Euclidean and Hermitian Self-orthogonal Algebraic Geometry Codes and Their Application to Quantum Codes

TL;DR

This paper demonstrates that algebraic geometry codes over finite fields of even characteristic are equivalent to Euclidean or Hermitian self-orthogonal codes when their dimension is just under half their length, enabling the construction of quantum codes with favorable asymptotic bounds.

Contribution

It establishes new conditions under which algebraic geometry codes are self-orthogonal, simplifying their use in quantum code construction without requiring complex differential existence proofs.

Findings

Algebraic geometry codes with dimension slightly less than half their length are equivalent to self-orthogonal codes.

The results apply to both Euclidean and Hermitian self-orthogonal algebraic geometry codes.
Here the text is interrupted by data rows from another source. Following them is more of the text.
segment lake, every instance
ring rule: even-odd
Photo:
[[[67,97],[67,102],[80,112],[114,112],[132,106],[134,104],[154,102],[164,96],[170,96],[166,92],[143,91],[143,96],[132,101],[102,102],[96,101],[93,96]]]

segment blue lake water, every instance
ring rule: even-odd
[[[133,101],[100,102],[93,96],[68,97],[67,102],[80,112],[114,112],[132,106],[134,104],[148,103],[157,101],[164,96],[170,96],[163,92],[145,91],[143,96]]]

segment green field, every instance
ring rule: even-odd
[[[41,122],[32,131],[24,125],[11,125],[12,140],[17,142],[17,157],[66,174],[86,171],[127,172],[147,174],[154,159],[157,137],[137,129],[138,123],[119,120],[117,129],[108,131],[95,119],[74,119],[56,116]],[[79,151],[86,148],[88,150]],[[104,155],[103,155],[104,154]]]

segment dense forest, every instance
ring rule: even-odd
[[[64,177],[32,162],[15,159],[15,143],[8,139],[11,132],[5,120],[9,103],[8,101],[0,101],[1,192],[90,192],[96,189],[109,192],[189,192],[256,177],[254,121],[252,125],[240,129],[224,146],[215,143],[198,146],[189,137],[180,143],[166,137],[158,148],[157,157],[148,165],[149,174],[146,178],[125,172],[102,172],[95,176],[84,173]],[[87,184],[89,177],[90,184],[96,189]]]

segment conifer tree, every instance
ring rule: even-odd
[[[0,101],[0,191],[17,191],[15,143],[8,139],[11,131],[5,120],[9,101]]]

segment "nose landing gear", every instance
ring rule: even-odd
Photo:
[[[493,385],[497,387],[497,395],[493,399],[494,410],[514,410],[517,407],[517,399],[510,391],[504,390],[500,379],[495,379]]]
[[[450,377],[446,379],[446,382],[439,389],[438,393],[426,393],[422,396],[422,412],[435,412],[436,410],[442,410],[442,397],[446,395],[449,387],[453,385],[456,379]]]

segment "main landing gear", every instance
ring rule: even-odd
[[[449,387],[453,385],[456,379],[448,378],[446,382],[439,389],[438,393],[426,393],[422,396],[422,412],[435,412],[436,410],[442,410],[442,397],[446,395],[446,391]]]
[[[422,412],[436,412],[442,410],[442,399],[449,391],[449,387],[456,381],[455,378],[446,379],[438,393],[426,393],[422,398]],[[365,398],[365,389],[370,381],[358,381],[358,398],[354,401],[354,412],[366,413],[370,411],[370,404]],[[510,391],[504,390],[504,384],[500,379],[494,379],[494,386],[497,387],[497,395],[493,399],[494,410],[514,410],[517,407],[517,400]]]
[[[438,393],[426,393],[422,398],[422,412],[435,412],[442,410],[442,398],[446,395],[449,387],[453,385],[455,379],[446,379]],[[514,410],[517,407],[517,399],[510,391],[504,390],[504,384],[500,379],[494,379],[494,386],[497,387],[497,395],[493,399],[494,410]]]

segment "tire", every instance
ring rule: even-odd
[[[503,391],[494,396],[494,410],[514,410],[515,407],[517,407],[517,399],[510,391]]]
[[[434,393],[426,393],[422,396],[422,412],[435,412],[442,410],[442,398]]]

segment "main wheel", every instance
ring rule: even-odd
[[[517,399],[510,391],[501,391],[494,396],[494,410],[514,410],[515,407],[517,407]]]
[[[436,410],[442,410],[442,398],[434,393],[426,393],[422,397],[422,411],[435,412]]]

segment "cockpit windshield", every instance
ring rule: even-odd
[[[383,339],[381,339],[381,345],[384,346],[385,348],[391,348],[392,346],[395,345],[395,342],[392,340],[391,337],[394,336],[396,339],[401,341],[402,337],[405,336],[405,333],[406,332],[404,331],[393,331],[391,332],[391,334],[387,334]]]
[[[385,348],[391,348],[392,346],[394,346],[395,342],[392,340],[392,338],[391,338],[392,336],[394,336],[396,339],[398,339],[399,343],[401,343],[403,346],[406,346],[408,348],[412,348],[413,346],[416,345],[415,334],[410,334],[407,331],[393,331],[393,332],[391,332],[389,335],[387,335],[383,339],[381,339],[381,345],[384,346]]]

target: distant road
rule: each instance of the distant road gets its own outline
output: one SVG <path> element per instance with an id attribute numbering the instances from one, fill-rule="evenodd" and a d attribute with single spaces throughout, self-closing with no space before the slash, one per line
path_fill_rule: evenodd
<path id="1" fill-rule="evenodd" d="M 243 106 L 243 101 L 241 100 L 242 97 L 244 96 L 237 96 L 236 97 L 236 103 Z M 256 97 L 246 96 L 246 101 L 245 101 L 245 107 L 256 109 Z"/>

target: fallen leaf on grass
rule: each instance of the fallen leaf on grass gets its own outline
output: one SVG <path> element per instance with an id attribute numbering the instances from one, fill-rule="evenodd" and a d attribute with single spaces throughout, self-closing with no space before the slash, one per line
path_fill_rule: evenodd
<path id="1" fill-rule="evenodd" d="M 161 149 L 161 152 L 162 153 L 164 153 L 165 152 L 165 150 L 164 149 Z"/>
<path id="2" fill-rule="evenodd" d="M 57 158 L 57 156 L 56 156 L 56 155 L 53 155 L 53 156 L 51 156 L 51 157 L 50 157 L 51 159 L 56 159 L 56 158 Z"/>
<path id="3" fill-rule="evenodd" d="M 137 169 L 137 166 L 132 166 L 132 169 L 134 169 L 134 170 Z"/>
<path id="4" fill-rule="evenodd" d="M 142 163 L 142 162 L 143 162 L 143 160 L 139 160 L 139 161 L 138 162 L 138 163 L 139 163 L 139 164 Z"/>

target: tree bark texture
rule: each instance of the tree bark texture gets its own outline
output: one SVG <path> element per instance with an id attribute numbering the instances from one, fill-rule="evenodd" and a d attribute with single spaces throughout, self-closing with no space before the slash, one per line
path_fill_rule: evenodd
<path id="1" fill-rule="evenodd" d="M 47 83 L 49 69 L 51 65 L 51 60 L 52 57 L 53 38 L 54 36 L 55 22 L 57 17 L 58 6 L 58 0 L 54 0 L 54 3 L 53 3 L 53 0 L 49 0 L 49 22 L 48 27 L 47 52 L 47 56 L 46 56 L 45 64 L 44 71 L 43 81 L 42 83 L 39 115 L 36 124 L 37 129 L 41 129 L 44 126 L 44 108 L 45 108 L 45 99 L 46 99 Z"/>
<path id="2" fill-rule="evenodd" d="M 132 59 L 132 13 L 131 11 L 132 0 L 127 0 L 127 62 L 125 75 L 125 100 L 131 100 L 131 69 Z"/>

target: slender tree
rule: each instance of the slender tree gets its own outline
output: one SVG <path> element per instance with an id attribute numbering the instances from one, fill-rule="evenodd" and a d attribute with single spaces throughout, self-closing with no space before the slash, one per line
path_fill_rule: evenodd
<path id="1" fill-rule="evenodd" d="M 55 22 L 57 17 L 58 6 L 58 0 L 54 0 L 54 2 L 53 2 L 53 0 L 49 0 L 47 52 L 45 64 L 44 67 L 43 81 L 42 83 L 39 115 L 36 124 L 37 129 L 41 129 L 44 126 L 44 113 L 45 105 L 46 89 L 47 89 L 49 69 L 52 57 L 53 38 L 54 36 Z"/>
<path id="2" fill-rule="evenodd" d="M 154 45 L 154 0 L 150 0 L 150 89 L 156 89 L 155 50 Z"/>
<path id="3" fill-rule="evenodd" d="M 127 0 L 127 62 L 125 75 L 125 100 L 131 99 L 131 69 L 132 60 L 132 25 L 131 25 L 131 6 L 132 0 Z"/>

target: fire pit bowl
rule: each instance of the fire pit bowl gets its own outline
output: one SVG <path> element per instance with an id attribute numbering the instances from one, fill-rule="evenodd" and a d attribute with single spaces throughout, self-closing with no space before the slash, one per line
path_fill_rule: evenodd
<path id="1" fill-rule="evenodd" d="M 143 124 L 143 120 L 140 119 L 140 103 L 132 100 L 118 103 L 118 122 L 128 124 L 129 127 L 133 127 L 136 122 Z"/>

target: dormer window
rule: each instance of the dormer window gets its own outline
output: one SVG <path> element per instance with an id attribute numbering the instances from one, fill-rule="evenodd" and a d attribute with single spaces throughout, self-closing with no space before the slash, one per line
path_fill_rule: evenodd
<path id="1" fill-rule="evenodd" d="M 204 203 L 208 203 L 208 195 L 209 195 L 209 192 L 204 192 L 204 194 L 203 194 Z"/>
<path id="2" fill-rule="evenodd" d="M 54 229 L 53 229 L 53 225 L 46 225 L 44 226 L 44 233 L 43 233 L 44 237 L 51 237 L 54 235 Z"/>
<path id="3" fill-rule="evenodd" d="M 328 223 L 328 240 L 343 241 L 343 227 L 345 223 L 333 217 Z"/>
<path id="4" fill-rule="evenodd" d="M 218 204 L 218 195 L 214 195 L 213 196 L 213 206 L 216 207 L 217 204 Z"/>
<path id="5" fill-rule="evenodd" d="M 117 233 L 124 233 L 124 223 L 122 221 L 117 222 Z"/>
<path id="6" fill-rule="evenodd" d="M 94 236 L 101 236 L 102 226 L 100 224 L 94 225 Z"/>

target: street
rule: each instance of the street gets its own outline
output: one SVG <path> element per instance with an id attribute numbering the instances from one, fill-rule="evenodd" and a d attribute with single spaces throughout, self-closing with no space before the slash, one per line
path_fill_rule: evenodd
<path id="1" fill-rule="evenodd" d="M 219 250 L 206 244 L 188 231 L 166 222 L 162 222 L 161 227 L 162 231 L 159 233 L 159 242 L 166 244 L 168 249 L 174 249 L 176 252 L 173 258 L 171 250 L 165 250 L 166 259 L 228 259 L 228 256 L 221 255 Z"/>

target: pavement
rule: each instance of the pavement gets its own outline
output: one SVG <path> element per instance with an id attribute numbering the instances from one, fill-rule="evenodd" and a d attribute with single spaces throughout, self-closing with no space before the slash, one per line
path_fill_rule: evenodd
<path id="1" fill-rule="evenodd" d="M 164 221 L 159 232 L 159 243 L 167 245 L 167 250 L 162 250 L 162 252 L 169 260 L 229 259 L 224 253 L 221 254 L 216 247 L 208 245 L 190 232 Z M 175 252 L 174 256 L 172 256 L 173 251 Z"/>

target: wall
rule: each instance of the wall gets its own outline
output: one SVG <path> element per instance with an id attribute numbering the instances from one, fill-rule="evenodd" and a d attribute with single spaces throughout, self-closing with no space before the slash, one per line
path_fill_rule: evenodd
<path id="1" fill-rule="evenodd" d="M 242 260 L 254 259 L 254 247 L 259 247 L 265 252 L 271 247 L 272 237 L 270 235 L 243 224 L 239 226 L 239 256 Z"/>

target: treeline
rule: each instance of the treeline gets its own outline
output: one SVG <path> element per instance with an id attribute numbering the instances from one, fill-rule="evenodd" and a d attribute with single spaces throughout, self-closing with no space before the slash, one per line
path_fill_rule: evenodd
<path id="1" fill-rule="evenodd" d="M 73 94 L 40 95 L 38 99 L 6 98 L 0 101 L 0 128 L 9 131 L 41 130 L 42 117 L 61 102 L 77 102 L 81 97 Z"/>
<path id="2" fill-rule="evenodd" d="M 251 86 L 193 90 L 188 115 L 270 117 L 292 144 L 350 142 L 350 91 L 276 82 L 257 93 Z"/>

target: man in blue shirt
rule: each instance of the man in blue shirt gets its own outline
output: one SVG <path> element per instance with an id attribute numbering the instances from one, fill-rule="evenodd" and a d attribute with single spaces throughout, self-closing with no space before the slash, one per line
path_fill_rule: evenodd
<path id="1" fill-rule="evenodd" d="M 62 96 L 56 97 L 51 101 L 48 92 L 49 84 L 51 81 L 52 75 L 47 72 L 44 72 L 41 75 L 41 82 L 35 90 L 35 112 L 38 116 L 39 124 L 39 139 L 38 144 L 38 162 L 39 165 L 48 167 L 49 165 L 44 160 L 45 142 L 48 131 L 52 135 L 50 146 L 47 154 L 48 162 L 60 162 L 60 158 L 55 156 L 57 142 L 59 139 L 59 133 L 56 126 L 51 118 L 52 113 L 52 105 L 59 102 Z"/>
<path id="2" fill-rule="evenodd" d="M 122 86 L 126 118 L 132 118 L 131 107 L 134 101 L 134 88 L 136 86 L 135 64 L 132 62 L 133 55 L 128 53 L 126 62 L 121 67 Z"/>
Application to quantum codes yields asymptotically good quantum codes.

Abstract

In the present paper, we show that if the dimension of an arbitrary algebraic geometry code over a finite field of even characters is slightly less than half of its length, then it is equivalent to an Euclidean self-orthogonal code. However, in the literatures, a strong contrition about existence of certain differential is required to obtain such a result. We also show a similar result on Hermitian self-orthogonal algebraic geometry codes. As a consequence, we can apply our result to quantum codes and obtain quantum codes with good asymptotic bounds.